MAME Work In Progress - Quantel DPB-7001 "Digital Paintbox", Hard Disk support

Subscribers:
1,140
Published on ● Video Link: https://www.youtube.com/watch?v=NEWM92olPFI



Duration: 2:09
595 views
20


This video is a follow-up to the previous work-in-progress video for the DPB-7001 driver in MAME. Hard disk support is now working, which will make life much easier for installing typefaces and additional brushes. The interface is now considerably snappier as well, now that it doesn't have to spool brushes off of a floppy every time a menu comes up.

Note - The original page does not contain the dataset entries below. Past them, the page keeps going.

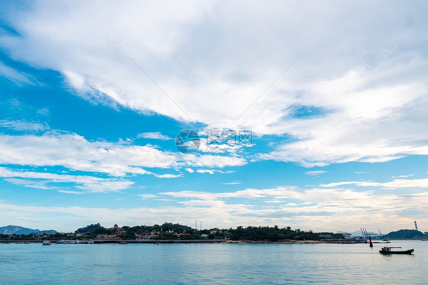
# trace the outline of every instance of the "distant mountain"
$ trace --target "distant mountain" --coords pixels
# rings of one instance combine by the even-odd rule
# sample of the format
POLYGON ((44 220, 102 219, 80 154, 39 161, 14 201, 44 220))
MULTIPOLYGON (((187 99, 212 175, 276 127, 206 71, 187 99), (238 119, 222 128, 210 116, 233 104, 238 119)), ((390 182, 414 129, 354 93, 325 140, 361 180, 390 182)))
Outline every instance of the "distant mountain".
POLYGON ((391 232, 385 236, 385 237, 389 238, 418 238, 423 237, 426 237, 422 232, 416 230, 400 230, 391 232))
POLYGON ((56 231, 54 230, 45 230, 41 231, 39 229, 30 229, 29 228, 24 228, 19 226, 6 226, 5 227, 0 227, 0 234, 4 235, 11 235, 15 234, 17 235, 28 234, 40 234, 43 233, 46 234, 55 234, 56 231))
POLYGON ((42 234, 56 234, 58 232, 55 230, 43 230, 42 231, 38 231, 34 232, 31 232, 30 234, 34 234, 36 235, 41 235, 42 234))

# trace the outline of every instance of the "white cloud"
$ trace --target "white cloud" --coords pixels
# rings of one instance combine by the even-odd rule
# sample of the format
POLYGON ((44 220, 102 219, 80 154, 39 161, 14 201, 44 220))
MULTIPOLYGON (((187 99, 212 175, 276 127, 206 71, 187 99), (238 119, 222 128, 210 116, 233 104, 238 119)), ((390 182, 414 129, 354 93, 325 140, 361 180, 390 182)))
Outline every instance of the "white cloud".
POLYGON ((0 167, 0 178, 4 178, 4 180, 13 184, 41 189, 58 189, 60 187, 57 185, 55 186, 55 184, 72 183, 75 187, 84 191, 69 191, 60 189, 60 191, 79 194, 83 192, 119 191, 128 188, 134 183, 128 180, 103 179, 92 176, 14 171, 4 167, 0 167))
POLYGON ((153 195, 153 194, 140 194, 137 195, 137 196, 139 196, 142 199, 151 199, 152 198, 156 198, 157 197, 156 195, 153 195))
POLYGON ((233 181, 233 182, 229 182, 228 183, 222 183, 222 184, 224 184, 224 185, 235 185, 236 184, 241 184, 243 182, 241 182, 240 181, 233 181))
POLYGON ((312 175, 313 176, 315 176, 316 175, 322 174, 323 173, 326 173, 327 172, 328 172, 324 171, 324 170, 314 170, 314 171, 307 171, 305 173, 305 174, 307 175, 312 175))
POLYGON ((183 176, 183 174, 155 174, 155 176, 158 178, 176 178, 183 176))
POLYGON ((328 184, 321 184, 321 187, 336 187, 342 185, 353 185, 357 186, 363 187, 383 187, 390 189, 397 189, 399 188, 406 188, 408 187, 419 187, 421 188, 428 188, 428 178, 425 179, 394 179, 390 182, 381 183, 379 182, 343 182, 335 183, 329 183, 328 184))
POLYGON ((153 174, 163 178, 177 176, 160 176, 143 168, 222 168, 243 165, 246 162, 237 157, 164 152, 150 145, 91 142, 76 134, 51 132, 40 136, 0 134, 0 163, 33 166, 60 165, 73 170, 106 173, 114 176, 153 174))
POLYGON ((44 131, 49 129, 46 124, 25 121, 0 120, 0 127, 17 131, 44 131))
POLYGON ((413 176, 414 174, 408 174, 407 175, 400 175, 400 176, 392 176, 392 178, 407 178, 413 176))
POLYGON ((62 73, 87 99, 295 139, 261 159, 313 167, 428 154, 426 4, 166 6, 37 2, 13 11, 22 35, 0 44, 17 60, 62 73), (315 111, 296 116, 302 106, 315 111))
POLYGON ((160 132, 153 133, 141 133, 137 136, 138 138, 144 138, 146 139, 154 139, 162 140, 172 140, 173 139, 167 136, 162 134, 160 132))
POLYGON ((9 67, 1 61, 0 61, 0 76, 4 76, 18 85, 22 84, 33 84, 30 80, 30 78, 32 79, 31 76, 9 67))

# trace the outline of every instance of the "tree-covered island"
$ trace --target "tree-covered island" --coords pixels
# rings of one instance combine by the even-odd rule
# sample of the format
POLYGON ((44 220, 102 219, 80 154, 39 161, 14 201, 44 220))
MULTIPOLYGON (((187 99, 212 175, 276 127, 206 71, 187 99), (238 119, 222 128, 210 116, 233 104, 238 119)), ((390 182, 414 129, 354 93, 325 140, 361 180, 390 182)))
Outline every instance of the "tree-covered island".
POLYGON ((238 226, 235 229, 196 229, 179 224, 165 222, 162 225, 119 227, 117 225, 106 228, 99 223, 78 229, 74 233, 55 234, 1 234, 1 240, 37 240, 40 239, 99 240, 228 240, 244 241, 280 242, 283 241, 318 241, 342 239, 340 234, 331 232, 314 233, 312 231, 292 229, 287 226, 238 226))

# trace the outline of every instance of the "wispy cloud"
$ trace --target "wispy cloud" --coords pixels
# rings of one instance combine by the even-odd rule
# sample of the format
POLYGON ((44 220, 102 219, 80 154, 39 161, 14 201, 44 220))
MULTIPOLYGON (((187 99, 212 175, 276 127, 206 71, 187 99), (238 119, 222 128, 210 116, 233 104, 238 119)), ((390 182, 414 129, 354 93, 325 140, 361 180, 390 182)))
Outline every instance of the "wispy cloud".
POLYGON ((160 132, 154 133, 141 133, 137 136, 138 138, 144 138, 146 139, 153 139, 162 140, 172 140, 173 139, 167 136, 162 134, 160 132))
POLYGON ((224 185, 235 185, 236 184, 241 184, 242 183, 243 183, 240 181, 233 181, 233 182, 222 183, 221 184, 224 184, 224 185))
POLYGON ((314 171, 307 171, 305 173, 305 174, 307 175, 312 175, 313 176, 316 176, 317 175, 322 174, 323 173, 327 173, 327 172, 328 172, 325 171, 324 170, 314 170, 314 171))
POLYGON ((116 179, 103 179, 92 176, 56 174, 31 171, 17 171, 0 167, 0 178, 4 180, 26 187, 41 189, 60 189, 64 193, 105 192, 119 191, 128 188, 134 182, 116 179), (66 190, 60 183, 70 183, 82 191, 66 190))
POLYGON ((355 185, 361 187, 382 187, 390 189, 419 187, 428 188, 428 178, 424 179, 394 179, 393 181, 386 183, 365 182, 365 181, 346 181, 321 184, 321 187, 336 187, 342 185, 355 185))

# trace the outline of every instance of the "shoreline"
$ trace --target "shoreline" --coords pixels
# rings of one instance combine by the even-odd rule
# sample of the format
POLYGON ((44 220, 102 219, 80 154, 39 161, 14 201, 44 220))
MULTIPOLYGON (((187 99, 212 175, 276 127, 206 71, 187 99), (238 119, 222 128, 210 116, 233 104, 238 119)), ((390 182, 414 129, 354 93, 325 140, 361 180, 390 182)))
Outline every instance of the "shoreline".
MULTIPOLYGON (((43 241, 28 241, 28 240, 10 240, 0 241, 0 243, 42 243, 43 241)), ((59 241, 52 240, 50 241, 53 244, 59 241)), ((319 244, 319 243, 331 243, 331 244, 368 244, 368 242, 359 241, 345 241, 343 240, 284 240, 281 241, 246 241, 246 240, 93 240, 94 244, 118 244, 121 242, 126 243, 140 243, 140 244, 177 244, 177 243, 224 243, 224 244, 319 244)), ((373 244, 390 243, 388 242, 373 241, 373 244)))

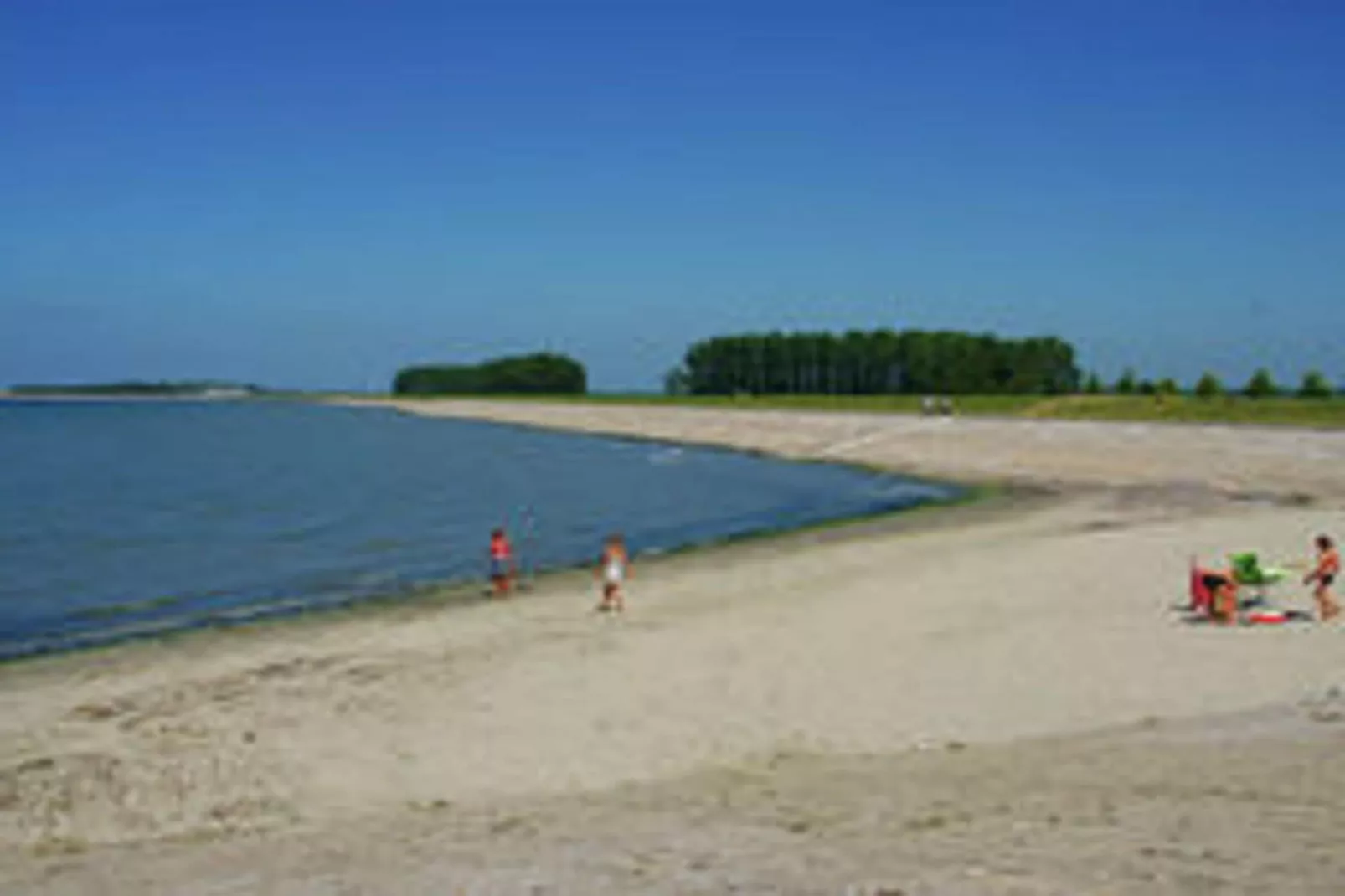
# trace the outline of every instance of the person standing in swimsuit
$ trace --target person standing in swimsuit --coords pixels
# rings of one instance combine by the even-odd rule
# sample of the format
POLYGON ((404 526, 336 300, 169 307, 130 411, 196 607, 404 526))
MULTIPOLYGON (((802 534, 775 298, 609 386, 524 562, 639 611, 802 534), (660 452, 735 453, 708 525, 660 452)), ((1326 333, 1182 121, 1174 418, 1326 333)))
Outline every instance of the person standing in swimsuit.
POLYGON ((625 596, 621 585, 631 574, 631 556, 625 550, 625 539, 612 534, 603 545, 603 556, 597 561, 597 580, 603 584, 603 600, 599 601, 599 612, 625 609, 625 596))
POLYGON ((512 581, 514 548, 508 544, 504 530, 496 529, 491 533, 491 584, 495 585, 495 596, 506 596, 512 581))
POLYGON ((1313 588, 1313 597, 1317 599, 1317 612, 1321 620, 1326 622, 1340 615, 1341 611, 1341 605, 1336 603, 1336 597, 1332 595, 1332 585, 1341 574, 1341 552, 1336 548, 1336 542, 1332 541, 1330 535, 1318 535, 1315 544, 1317 566, 1303 577, 1303 584, 1317 585, 1313 588))

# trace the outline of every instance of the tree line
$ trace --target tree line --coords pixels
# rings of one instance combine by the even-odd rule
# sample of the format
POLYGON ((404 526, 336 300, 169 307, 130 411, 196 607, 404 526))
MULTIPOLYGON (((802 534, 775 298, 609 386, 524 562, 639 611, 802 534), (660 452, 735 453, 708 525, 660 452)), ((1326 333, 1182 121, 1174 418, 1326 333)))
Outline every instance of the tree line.
POLYGON ((1270 398, 1271 396, 1284 394, 1295 394, 1299 398, 1330 398, 1338 390, 1321 370, 1309 370, 1305 373, 1297 389, 1276 383, 1266 367, 1258 367, 1241 386, 1228 387, 1223 379, 1205 371, 1193 386, 1184 389, 1171 377, 1141 379, 1135 375, 1134 369, 1127 367, 1110 387, 1102 382, 1098 374, 1088 374, 1084 379, 1083 391, 1087 394, 1112 393, 1118 396, 1176 396, 1189 391, 1197 398, 1217 398, 1220 396, 1235 394, 1247 398, 1270 398))
POLYGON ((584 394, 588 373, 566 355, 534 352, 479 365, 404 367, 393 379, 399 396, 584 394))
POLYGON ((892 330, 745 334, 694 343, 668 373, 672 394, 1065 394, 1075 348, 1054 336, 892 330))

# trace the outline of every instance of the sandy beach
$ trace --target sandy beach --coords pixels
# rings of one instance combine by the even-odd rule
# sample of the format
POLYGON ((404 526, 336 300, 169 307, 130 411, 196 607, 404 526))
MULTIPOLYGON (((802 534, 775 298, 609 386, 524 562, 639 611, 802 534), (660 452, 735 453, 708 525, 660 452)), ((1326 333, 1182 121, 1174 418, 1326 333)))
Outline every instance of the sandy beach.
POLYGON ((1345 535, 1345 433, 401 409, 1026 491, 0 667, 0 892, 1342 892, 1345 631, 1174 605, 1345 535))

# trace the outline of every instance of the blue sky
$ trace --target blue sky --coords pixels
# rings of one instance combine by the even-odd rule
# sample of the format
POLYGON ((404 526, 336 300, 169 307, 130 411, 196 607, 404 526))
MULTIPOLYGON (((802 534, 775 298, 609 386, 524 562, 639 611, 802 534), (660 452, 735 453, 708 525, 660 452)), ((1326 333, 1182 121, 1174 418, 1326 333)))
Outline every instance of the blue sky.
POLYGON ((0 4, 0 383, 744 330, 1345 379, 1345 4, 0 4))

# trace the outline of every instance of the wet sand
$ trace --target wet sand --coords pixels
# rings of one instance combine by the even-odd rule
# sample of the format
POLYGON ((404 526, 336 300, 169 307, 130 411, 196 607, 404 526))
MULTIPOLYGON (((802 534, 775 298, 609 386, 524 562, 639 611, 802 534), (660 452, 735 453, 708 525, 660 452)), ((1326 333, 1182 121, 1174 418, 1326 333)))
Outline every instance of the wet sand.
POLYGON ((1341 628, 1173 609, 1345 529, 1340 436, 652 410, 1053 492, 640 565, 624 618, 569 573, 0 667, 0 891, 1340 892, 1341 628))

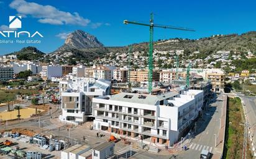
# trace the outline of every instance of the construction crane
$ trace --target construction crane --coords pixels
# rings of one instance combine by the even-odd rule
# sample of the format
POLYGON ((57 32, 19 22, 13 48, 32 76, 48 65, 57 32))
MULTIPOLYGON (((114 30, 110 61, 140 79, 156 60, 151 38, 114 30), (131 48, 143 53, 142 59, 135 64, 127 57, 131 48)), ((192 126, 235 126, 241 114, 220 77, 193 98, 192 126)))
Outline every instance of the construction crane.
POLYGON ((179 56, 177 55, 175 56, 175 61, 176 61, 176 79, 178 80, 179 78, 179 74, 178 73, 179 71, 179 56))
POLYGON ((186 86, 187 88, 188 88, 188 87, 190 87, 190 67, 191 67, 191 64, 190 64, 190 64, 188 66, 188 67, 186 68, 186 86))
POLYGON ((124 24, 135 24, 140 25, 145 27, 149 27, 149 81, 148 81, 148 92, 150 93, 152 90, 152 74, 153 74, 153 28, 170 28, 175 30, 181 30, 185 31, 194 31, 193 29, 186 28, 183 27, 176 27, 170 25, 162 25, 153 24, 153 14, 151 13, 150 19, 149 20, 149 24, 144 24, 141 22, 137 22, 134 21, 129 21, 127 20, 124 20, 124 24))
POLYGON ((132 59, 132 46, 130 45, 129 47, 129 51, 128 51, 128 86, 129 88, 130 89, 130 69, 131 69, 131 64, 130 61, 132 59))

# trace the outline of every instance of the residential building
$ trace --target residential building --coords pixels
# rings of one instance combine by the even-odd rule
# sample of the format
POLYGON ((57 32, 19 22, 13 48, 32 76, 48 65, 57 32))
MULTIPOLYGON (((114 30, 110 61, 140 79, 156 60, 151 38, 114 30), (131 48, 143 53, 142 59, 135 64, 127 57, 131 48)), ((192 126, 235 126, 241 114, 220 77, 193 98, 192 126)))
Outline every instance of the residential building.
POLYGON ((170 146, 189 132, 203 104, 203 91, 196 90, 94 98, 93 129, 147 144, 170 146))
POLYGON ((114 155, 115 144, 112 142, 106 142, 93 148, 93 159, 109 158, 114 155))
MULTIPOLYGON (((130 71, 130 82, 147 82, 149 81, 148 70, 137 70, 130 71)), ((157 71, 153 71, 152 81, 159 81, 159 72, 157 71)))
POLYGON ((65 76, 68 74, 72 73, 73 66, 62 66, 62 75, 65 76))
POLYGON ((249 70, 243 70, 241 72, 240 75, 243 77, 249 77, 250 71, 249 70))
MULTIPOLYGON (((185 72, 178 72, 178 77, 184 79, 186 77, 185 72)), ((176 79, 176 71, 171 70, 162 70, 160 72, 159 81, 165 84, 170 84, 176 79)))
POLYGON ((43 80, 51 80, 52 77, 62 76, 62 67, 61 66, 43 66, 40 72, 43 80))
POLYGON ((93 68, 92 67, 85 68, 85 77, 86 78, 93 78, 93 68))
POLYGON ((104 79, 111 81, 112 79, 111 70, 105 66, 93 67, 93 77, 96 79, 104 79))
POLYGON ((14 71, 11 67, 0 66, 0 81, 6 81, 13 79, 14 71))
POLYGON ((80 65, 73 67, 72 75, 75 77, 85 77, 85 66, 80 65))
POLYGON ((63 150, 60 157, 62 159, 77 159, 80 155, 89 151, 91 147, 88 145, 76 144, 63 150))
POLYGON ((37 76, 29 76, 27 77, 27 81, 28 82, 34 82, 34 81, 39 81, 39 80, 40 80, 42 79, 40 79, 40 77, 38 77, 37 76))
POLYGON ((117 68, 114 70, 113 79, 119 82, 127 81, 128 69, 125 68, 117 68))
POLYGON ((19 74, 21 71, 30 70, 32 74, 38 74, 42 71, 42 66, 35 64, 13 64, 14 74, 19 74))
POLYGON ((209 102, 210 101, 212 97, 212 89, 213 85, 210 82, 201 82, 197 84, 194 84, 190 85, 190 89, 193 90, 201 90, 203 91, 204 94, 204 103, 203 105, 203 109, 206 107, 209 102))
POLYGON ((224 92, 225 87, 225 74, 220 73, 209 73, 207 74, 207 79, 213 85, 213 91, 220 93, 224 92))
POLYGON ((83 123, 91 114, 92 99, 110 94, 111 82, 76 78, 60 82, 62 115, 60 119, 75 124, 83 123))

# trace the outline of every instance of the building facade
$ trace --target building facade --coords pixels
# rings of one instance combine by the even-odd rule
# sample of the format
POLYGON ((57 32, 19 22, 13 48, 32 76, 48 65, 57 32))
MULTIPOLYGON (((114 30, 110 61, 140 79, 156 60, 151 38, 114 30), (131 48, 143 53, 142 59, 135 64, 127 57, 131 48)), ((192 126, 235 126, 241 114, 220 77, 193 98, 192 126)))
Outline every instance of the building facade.
POLYGON ((62 66, 62 75, 65 76, 68 74, 72 73, 72 66, 62 66))
POLYGON ((127 81, 128 70, 123 68, 118 68, 114 70, 113 79, 119 82, 127 81))
POLYGON ((14 71, 11 67, 0 66, 0 80, 6 81, 13 79, 14 71))
POLYGON ((207 74, 207 79, 213 85, 213 91, 220 93, 224 92, 225 87, 225 74, 219 73, 210 73, 207 74))
POLYGON ((91 114, 92 99, 110 94, 111 82, 76 78, 60 82, 62 115, 60 119, 75 124, 86 121, 91 114))
MULTIPOLYGON (((184 79, 186 77, 186 72, 178 72, 178 77, 184 79)), ((176 72, 171 70, 163 70, 160 72, 159 81, 164 84, 170 84, 176 79, 176 72)))
POLYGON ((43 80, 51 80, 52 77, 60 77, 62 76, 62 66, 43 66, 40 74, 43 80))
MULTIPOLYGON (((148 70, 131 71, 130 75, 130 82, 140 82, 149 81, 148 70)), ((159 81, 158 71, 153 71, 152 73, 152 80, 159 81)))
POLYGON ((93 129, 144 143, 170 146, 190 131, 203 90, 157 95, 120 93, 93 99, 93 129))
POLYGON ((93 77, 96 79, 104 79, 111 81, 111 70, 104 66, 96 66, 93 68, 93 77))

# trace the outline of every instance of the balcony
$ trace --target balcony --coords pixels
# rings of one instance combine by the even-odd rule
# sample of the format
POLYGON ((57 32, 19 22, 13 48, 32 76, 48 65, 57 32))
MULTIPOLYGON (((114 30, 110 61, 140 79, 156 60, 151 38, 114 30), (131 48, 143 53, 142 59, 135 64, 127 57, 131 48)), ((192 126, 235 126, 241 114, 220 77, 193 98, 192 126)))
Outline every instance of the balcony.
POLYGON ((149 122, 149 121, 146 121, 144 122, 144 126, 149 126, 149 127, 154 127, 155 126, 155 123, 152 122, 149 122))
POLYGON ((151 114, 145 114, 144 116, 143 116, 143 118, 148 118, 148 119, 155 119, 155 116, 152 116, 151 114))

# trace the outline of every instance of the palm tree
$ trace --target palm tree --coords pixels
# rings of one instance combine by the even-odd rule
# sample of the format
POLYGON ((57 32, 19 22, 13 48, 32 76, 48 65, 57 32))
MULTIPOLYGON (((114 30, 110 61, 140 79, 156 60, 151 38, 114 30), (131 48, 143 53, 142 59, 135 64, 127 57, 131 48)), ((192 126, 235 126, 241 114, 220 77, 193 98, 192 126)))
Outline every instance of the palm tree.
POLYGON ((18 118, 19 120, 21 119, 21 114, 20 114, 20 111, 19 110, 21 109, 21 106, 19 105, 17 105, 15 106, 14 108, 15 110, 18 110, 18 115, 17 116, 17 117, 18 118))

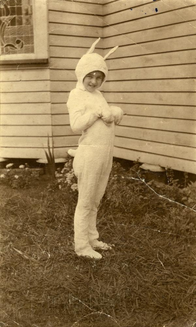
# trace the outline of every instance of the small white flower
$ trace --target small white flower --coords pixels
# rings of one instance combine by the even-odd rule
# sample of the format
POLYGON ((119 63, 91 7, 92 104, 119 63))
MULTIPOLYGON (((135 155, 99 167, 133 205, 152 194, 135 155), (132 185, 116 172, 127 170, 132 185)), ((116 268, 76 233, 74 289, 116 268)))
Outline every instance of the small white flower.
POLYGON ((13 164, 8 164, 6 165, 6 168, 9 168, 10 167, 12 167, 13 164))
POLYGON ((71 186, 71 188, 73 191, 76 191, 76 190, 78 190, 77 184, 75 184, 75 183, 73 184, 71 186))

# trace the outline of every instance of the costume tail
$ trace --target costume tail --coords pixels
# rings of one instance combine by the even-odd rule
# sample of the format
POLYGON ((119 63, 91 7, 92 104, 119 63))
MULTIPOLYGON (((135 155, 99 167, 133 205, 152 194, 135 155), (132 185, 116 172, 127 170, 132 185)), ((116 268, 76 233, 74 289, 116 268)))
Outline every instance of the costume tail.
POLYGON ((70 149, 67 151, 67 153, 71 157, 75 157, 76 151, 76 150, 74 150, 73 149, 70 149))

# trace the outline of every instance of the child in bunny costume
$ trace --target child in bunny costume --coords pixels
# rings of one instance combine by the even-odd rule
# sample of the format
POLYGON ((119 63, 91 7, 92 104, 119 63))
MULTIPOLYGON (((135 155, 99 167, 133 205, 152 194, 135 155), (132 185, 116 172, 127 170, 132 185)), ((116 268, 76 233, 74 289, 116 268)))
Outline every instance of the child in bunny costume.
POLYGON ((119 107, 109 107, 97 89, 107 74, 105 60, 118 47, 104 58, 92 53, 100 39, 79 60, 75 71, 76 87, 71 91, 67 103, 73 131, 82 132, 77 150, 68 151, 74 157, 73 167, 78 188, 74 216, 75 251, 78 255, 96 259, 102 256, 94 249, 111 248, 98 240, 96 218, 112 167, 115 124, 119 124, 123 114, 119 107))

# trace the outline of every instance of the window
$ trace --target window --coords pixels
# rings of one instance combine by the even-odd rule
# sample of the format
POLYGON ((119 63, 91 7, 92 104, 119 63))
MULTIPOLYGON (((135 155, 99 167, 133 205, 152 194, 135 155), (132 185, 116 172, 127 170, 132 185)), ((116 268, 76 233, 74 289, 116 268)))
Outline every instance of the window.
POLYGON ((47 61, 46 0, 1 0, 0 5, 1 63, 47 61))

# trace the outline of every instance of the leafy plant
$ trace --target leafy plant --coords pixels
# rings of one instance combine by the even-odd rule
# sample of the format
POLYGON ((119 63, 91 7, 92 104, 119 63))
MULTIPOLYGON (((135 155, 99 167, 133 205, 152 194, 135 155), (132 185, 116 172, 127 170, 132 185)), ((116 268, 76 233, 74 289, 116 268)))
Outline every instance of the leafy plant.
POLYGON ((27 168, 16 173, 14 169, 8 169, 5 174, 1 174, 1 182, 12 188, 27 188, 39 178, 39 173, 27 168))
POLYGON ((48 153, 47 153, 45 150, 44 150, 48 162, 47 165, 47 169, 49 174, 50 175, 52 178, 54 180, 55 178, 55 157, 54 155, 54 141, 52 141, 52 152, 50 149, 50 141, 49 140, 49 136, 48 134, 48 153))

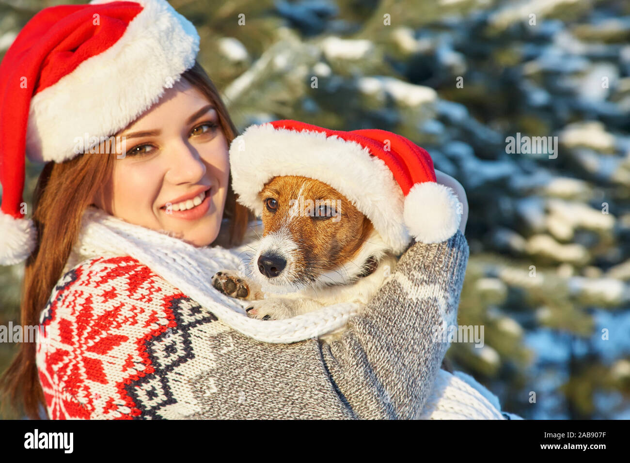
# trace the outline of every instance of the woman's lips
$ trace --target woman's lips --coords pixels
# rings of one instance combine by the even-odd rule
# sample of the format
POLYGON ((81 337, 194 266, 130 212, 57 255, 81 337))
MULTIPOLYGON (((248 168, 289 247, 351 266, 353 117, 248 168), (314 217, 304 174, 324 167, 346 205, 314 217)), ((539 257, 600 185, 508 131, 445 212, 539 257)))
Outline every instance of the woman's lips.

Description of the previous video follows:

I've been working on a driver for this off and on for about 3 years now. Recently I picked it back up again and have managed to solve some significant drawing-related bugs, to the point that the system is approaching usable.

The Quantel DPB-7000/7001 was a revolutionary machine used for broadcast-quality graphics generation. It first launched in 1981 at an eye-watering price of around £150,000 (that's over half a million GBP these days). For that, you got:
- A Motorola 68000 main CPU
- A bucketload of additional CPUs: One in the floppy controller, one in the keyboard, one in the drawing tablet, and one in the box to which the keyboard, tablet, and pen all connected
- Upwards of 600k of ROM
- Nearly 4 megabytes of frame-store RAM, split across two banks each of Luma, Chroma, and Stencil storage
- An 8" floppy drive
- A Fujitsu hard drive, 80 megs minimum
- A pressure-sensitive drawing tablet
- An alphanumeric keyboard for console operator control
- A crate of around 20 individual PCBs, riddled with mixed analog/digital discrete logic
- The ability to capture still frames from live footage

The Paintbox was employed heavily by the BBC at the time, as well as being used in the production of various music videos and other media. It's safe to say that it was the product that catapulted the reputation of Quantel in the field of graphics production from a niche player to the forefront.

Thanks to the gracious @DextersTechLab loaning me a physical service manual which holds schematics for all of the cards, as well as flaying open his own DPB-7001 and dumping every single ROM, PROM, and PAL (except one, but we're working on that), emulation has moved forward slowly, but with certainty.